I’m like a lot of people, perhaps some who were in the Lowe’s store in Sanford, N.C., last week, when I blissfully ignore exit signs and hardly think of an escape route. But when the same storm that screamed through Chattanooga on Friday picked up fury as it swept through the Carolinas, there were about 100 people at Lowe’s when a savage tornado hit.
They call it a “super cell,” a weather pattern that spawns tornadoes, and Monday the death count neared 50 across six states. Had it not been for Hollowell, the store manager who is more adept at directing patrons to the paint department or appliances, it could have been a far-greater disaster.

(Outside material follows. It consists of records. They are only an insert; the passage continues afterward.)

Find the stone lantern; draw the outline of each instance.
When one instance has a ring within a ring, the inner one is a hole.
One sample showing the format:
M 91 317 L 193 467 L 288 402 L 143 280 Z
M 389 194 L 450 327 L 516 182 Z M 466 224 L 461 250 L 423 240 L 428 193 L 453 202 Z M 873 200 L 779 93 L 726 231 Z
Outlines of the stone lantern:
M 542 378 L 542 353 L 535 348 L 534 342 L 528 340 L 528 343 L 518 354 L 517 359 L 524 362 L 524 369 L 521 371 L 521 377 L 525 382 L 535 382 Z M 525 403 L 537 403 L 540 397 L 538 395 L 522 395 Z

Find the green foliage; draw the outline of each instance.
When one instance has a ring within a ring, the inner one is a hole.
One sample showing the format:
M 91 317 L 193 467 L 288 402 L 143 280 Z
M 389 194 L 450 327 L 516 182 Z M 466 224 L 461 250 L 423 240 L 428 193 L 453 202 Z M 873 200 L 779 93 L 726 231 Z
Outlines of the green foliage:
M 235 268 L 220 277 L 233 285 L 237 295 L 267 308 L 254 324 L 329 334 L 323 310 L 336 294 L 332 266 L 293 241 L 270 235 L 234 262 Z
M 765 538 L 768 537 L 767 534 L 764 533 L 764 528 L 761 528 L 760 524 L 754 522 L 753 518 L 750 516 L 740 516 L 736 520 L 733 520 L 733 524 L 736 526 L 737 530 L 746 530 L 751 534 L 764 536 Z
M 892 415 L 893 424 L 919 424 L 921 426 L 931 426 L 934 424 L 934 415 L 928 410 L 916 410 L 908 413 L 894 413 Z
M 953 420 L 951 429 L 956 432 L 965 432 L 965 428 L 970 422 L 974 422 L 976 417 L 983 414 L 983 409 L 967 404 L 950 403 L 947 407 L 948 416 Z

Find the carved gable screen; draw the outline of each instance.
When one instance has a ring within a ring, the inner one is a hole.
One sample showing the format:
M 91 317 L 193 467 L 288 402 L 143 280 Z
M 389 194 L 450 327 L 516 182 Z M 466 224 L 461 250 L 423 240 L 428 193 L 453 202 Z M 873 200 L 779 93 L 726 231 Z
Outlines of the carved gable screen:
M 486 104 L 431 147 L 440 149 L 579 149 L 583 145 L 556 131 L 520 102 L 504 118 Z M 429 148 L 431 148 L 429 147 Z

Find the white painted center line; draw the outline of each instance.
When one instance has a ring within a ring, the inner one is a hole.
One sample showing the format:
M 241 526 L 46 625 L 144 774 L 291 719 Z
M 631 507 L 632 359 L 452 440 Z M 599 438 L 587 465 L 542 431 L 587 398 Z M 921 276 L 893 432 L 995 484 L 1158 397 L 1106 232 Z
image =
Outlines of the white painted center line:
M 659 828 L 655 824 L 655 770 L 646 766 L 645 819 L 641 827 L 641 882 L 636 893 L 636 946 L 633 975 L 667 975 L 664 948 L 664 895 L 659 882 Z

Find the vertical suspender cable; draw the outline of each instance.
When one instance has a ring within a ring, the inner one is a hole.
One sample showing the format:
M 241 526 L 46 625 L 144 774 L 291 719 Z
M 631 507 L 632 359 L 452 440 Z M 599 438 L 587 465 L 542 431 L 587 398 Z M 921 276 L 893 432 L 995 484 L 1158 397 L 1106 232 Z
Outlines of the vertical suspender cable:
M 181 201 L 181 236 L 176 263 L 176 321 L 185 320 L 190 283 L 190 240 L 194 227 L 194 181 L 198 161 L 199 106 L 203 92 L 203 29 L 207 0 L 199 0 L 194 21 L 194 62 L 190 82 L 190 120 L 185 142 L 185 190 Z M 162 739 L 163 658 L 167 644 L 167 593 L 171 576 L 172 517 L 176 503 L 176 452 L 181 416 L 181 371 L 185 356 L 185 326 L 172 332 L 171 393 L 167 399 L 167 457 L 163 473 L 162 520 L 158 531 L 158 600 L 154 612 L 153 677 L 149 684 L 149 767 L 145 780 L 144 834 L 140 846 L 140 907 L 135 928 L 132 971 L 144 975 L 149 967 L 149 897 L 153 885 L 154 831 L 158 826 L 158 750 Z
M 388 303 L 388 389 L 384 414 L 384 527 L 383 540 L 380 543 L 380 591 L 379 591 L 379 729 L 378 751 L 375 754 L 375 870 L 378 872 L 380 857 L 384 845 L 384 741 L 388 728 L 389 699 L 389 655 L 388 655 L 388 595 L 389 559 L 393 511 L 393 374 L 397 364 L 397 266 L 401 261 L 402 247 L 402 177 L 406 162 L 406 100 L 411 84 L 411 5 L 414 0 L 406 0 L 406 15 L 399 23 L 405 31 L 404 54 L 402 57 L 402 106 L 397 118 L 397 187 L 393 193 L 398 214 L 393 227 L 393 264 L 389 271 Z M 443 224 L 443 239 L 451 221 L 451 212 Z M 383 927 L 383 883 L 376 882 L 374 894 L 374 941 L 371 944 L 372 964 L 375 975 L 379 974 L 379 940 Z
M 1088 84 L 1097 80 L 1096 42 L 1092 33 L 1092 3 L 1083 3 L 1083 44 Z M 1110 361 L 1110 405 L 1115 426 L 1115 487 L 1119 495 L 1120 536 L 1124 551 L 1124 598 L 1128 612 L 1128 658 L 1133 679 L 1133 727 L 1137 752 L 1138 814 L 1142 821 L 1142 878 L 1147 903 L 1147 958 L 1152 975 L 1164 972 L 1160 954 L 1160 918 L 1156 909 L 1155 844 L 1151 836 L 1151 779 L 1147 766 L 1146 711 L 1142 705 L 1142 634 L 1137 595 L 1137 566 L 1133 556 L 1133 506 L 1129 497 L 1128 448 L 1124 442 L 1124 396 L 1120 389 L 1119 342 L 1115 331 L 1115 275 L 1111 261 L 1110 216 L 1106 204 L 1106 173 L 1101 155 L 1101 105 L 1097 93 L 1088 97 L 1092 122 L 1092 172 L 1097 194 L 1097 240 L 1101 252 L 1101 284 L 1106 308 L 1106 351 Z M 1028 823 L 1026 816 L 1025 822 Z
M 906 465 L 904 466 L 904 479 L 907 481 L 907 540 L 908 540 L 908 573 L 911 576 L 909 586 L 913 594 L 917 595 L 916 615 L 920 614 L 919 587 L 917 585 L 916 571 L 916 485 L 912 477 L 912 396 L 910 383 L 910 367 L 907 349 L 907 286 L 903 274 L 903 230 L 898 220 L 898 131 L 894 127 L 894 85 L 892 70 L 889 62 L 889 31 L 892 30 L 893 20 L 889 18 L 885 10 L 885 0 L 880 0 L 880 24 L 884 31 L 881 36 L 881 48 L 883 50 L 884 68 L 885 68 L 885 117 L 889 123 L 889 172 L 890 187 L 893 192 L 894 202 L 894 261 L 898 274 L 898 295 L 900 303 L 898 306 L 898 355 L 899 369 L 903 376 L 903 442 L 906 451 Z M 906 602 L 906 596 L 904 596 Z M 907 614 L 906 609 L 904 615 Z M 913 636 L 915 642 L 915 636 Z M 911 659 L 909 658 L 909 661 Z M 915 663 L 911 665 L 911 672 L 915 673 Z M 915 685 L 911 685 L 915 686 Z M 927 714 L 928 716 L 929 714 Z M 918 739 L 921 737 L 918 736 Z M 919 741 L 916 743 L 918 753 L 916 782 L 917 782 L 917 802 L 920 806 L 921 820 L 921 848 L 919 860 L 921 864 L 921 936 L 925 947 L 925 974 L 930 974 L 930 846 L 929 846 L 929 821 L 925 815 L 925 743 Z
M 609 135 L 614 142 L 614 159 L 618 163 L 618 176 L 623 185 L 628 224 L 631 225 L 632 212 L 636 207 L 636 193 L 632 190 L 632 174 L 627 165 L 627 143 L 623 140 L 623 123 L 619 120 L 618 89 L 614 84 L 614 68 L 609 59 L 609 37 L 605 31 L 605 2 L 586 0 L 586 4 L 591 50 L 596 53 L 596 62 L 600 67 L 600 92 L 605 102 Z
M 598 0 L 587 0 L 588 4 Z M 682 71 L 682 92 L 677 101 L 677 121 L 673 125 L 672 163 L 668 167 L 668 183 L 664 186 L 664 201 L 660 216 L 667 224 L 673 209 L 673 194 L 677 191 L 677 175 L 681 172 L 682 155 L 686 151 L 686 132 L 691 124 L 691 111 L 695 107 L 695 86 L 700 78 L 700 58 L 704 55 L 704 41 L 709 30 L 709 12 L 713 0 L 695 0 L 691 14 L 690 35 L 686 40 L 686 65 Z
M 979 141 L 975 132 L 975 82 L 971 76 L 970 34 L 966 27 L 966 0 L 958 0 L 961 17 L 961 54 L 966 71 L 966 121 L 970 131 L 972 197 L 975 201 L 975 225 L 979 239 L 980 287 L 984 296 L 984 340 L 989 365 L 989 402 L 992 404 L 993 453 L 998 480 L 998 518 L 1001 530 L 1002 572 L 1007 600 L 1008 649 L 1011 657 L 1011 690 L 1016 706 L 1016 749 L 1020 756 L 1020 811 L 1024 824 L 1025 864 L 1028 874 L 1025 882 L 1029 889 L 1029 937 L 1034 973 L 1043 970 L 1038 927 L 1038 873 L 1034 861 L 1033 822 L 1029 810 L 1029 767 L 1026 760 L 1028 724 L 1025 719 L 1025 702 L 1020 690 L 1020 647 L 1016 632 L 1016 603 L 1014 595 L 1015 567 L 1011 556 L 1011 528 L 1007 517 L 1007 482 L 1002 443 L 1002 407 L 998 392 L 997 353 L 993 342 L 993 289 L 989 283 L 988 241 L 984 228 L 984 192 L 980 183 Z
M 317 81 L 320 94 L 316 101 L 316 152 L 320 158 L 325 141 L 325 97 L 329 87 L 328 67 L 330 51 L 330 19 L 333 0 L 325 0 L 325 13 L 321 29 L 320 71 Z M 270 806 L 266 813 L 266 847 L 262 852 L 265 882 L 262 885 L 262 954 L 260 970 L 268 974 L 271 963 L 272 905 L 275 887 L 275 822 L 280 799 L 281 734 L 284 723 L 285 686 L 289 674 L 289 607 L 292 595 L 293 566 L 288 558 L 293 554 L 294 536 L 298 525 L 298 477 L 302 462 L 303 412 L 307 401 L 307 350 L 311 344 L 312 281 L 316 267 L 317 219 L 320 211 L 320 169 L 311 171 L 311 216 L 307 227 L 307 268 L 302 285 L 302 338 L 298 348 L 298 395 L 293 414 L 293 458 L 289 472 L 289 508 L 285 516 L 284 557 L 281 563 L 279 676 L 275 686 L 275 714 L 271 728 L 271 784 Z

Hollowell got the first inkling something was amiss when he saw panicked customers running towards the back of the huge building. Get this; because he and his fellow employees had gone through emergency training, he alerted employees via an in-store phone and then they herded about 60 customers and some 50 employees into a back room that spared every person serious injury.
Due to an emergency plan that Lowe’s had in place, believe it or not, the safest spot had reinforced concrete walls and did not have inventory piled high against the walls. Lowe, headquartered in Morehead, N.C., was assigning the employees to other locations on Monday.
The roof was sheared from the building, concrete-block walls collapsed, cars in the parking lot were flipped like playing cards and the crescendo of noise was deafening. “I’m not a hero,” Michael insists, calling the quick thinking a team effort, but grateful customers say he’s the reason they are alive.
“It was so tight people were shoulder-to-shoulder in the hallway. Nobody could move,” he admitted. Samford, in Lee County, reported one death from the storm, but it wasn’t at Lowe, where one employee had to grab a customer intent on taking pictures with his cell phone.
Dan Wear was frantically guiding customers towards safety when he had to hustle one onlooker into the hallway. As the customer ran behind him, the wind tossed him “like a bowling ball” into Ware’s legs and both ended up in Aisle 42 but were relatively unharmed.
Two-thirds of the store was decimated, truck trailers were leaning against debris in the lumber department and the entire store front was flattened. “You could hear steel ripping,” said Hollowell and a survivor in a nearby county said, “It looked just like the Wizard of Oz.”
Kathy Henricks and her husband, who just bought a house last month, told Raleigh TV station WRAL that as they made their weekly visit to Lowe’s she had joked, "We need to get somewhere safe. We're going to Lowe's," she laughed. "Guess what? We were right in the path."
Seconds later, store employee Jeff Glenn said, “We watched it come over the sky and said, 'Yo, this can't be happening to us!”
And that’s where our Hero, Mr. Hollowell, kept a clear head and wonderfully orchestrated an escape to a windowless room in the rear of the store. “It was a team effort. One person didn’t save all those lives,” he said, but police beg to differ, saying it was his cool head that made the difference.
While Hollowell should never forget his bravery, special kudos goes to Terry Rodriquez of the Golden Corral Restaurant nearby. About 140 people were eating at her restaurant, many in front of plate-glass windows.
“All I could think is that I have to get them away from the glass because I knew it would just cut them in half,” she told the Raleigh News and Observer. “I thought, where can I put them? Then I yelled: ‘Tornado! Everyone to my kitchen!’ ”
With people packed in the meat cooler and rest rooms, the tornado jumped over the Golden Corral only to land on Lowe’s, some 200 yards away. The restaurant suffered only slight damage.
So, as we applaud Michael Hollowell, permit me to lend the moral of the store. When a store manager orders you to safety, immediately follow his or her lead and don’t dare tarry. If you don’t, you could end up with your silly cell-phone camera in aisle 42.